Browne, the 34-year-old son of Olin Browne, is among 20 players at Los Angeles Country Club who had to get through two stages of qualifying — the 18-hole local qualifier, followed by the final 36-hole stage.
“I actually had to make a 30-footer in regulation to even make it into a playoff at locals,” Browne said Monday. “Thinking back over what happened on Monday (at final qualifying), that 30-footer that happened to go in was a big deal.”
So is getting here.
His father is a three-time PGA Tour winner who played 12 times in the U.S. Open. Perhaps the most notable was in 2005. It was in final qualifying that the elder Browne thought about withdrawing because of a poor start, reconsidered because of the message it would send his son, and then shot 59 to get in. Thirteen days later, he was in the second-to-last group at Pinehurst No. 2.
The son went to Pepperdine and has been grinding on the mini-tours ever since, not wanting to give up his dream because he keeps seeing improvement.
“If I wanted to do something else I’d hang them up and go figure out whatever that is, but I haven’t gotten there yet,” Browne said.

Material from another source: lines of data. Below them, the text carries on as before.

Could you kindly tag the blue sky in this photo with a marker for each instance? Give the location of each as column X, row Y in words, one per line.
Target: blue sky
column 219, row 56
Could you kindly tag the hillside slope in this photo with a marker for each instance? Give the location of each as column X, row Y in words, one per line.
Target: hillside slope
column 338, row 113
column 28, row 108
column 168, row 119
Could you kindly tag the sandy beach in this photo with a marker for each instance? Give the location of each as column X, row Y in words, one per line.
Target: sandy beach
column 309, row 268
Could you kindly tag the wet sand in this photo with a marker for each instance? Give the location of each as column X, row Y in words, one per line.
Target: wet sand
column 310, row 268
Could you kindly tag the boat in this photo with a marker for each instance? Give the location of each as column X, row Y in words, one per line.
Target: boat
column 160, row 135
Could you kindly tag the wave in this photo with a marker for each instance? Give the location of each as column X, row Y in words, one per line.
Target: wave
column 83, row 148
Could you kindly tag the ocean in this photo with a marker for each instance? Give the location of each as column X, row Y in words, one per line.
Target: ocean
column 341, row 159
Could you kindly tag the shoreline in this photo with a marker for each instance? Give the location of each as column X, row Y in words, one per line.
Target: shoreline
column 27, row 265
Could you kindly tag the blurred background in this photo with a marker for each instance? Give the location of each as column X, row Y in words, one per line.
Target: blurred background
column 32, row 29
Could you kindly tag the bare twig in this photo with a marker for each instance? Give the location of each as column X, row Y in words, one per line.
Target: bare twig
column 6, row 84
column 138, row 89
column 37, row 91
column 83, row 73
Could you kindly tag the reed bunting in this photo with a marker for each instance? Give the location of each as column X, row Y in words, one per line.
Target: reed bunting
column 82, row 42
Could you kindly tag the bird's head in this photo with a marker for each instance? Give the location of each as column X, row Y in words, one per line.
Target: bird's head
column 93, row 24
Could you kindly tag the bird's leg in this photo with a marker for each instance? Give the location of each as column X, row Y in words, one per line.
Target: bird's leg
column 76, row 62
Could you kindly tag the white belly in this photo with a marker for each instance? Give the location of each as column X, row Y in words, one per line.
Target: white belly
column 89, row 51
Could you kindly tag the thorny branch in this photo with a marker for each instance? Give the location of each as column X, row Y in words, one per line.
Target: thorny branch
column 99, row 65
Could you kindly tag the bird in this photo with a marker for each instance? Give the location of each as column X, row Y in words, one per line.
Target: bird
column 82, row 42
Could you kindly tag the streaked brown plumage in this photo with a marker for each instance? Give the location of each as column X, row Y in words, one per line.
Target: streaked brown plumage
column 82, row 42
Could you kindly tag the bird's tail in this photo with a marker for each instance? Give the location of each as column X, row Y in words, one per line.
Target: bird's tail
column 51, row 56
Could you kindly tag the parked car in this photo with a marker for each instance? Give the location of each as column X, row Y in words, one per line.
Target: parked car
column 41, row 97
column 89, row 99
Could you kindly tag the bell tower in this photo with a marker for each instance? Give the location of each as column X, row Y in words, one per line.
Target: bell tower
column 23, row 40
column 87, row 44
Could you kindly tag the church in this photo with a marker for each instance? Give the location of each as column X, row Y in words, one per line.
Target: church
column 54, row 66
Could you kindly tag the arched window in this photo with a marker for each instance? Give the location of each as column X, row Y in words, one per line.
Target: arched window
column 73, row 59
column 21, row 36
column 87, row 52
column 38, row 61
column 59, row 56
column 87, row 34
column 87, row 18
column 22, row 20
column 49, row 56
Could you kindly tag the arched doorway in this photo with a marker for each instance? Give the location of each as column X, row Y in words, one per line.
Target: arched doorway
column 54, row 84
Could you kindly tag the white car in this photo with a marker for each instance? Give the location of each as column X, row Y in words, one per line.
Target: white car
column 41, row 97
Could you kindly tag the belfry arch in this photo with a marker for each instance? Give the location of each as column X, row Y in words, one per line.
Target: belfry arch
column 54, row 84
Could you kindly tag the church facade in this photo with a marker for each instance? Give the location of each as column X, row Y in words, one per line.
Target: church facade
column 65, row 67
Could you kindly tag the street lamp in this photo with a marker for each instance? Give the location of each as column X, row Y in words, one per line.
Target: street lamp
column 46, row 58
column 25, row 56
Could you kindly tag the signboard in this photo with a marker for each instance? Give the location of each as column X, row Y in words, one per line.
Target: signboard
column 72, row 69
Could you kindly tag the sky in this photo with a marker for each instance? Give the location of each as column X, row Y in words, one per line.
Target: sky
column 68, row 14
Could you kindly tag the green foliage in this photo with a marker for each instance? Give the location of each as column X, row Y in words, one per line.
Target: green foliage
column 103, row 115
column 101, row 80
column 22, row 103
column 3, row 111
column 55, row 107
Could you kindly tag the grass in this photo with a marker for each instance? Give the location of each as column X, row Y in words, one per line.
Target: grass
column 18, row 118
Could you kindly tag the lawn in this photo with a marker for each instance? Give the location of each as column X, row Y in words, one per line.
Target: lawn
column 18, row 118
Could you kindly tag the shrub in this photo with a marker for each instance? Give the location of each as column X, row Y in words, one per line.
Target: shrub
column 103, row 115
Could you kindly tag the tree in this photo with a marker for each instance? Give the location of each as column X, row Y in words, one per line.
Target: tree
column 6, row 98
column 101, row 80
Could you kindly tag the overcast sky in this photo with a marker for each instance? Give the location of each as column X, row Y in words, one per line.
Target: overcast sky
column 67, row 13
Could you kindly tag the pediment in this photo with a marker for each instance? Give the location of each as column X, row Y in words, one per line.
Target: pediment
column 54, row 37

For now, he’s thrilled to have a chance to compete in his first U.S. Open, which he referred to as the Super Bowl of golf.
“It’s awesome that they allow people like me the opportunity to play two qualifiers to get here,” Browne said. “That means a lot to me. It gives you a little bit of hope every year that you’ll be able to come and play on such a great venue like this. That’s why I keep doing it.”
The U.S. Open had a camera crew set up in front of the clubhouse at Los Angeles Country Club, unusual for a Monday. They were there to capture a sad moment for Matt Fitzpatrick.
The defending champion had to return the trophy (he gets a replica).
“I was so sad about that,” Fitzpatrick said. “I didn’t feel like I spent enough time with it, really. Literally probably the month right after the Open, after St Andrews, I went on holiday to Italy with some friends. I took it there for a week. That’s about as exciting as it got.”
Fitzpatrick said he was on a boat, so the trophy went to Capri, Amalfi and Positano.
“Had a few nice day trips out,” he said.
Now comes the hard part — getting it back. Brooks Koepka is the only player in the field who has won the U.S. Open in consecutive years.
PACE OF PLAY
Billy Horschel is not expecting the pace of play to get any faster at the U.S. Open, and he points to two reasons. One is the 284-yard seventh hole. The other is the 290-yard 11th.
Justin Thomas said it was the first time he’s had to hit a 3-wood into a par 3 twice in one round. And then there’s the small matter of hitting the green.
Having 280-yard par 3s — two of them — is not going to make it play any faster,” Horschel said.
Defending champion Matt Fitzpatrick agreed.
“I think it’ll be slow. I think the long par 3s tend to screw that one up,” Fitzpatrick said. “So yeah, I’d probably say … it’s five hours every week, so it will be nothing new here, I would imagine.”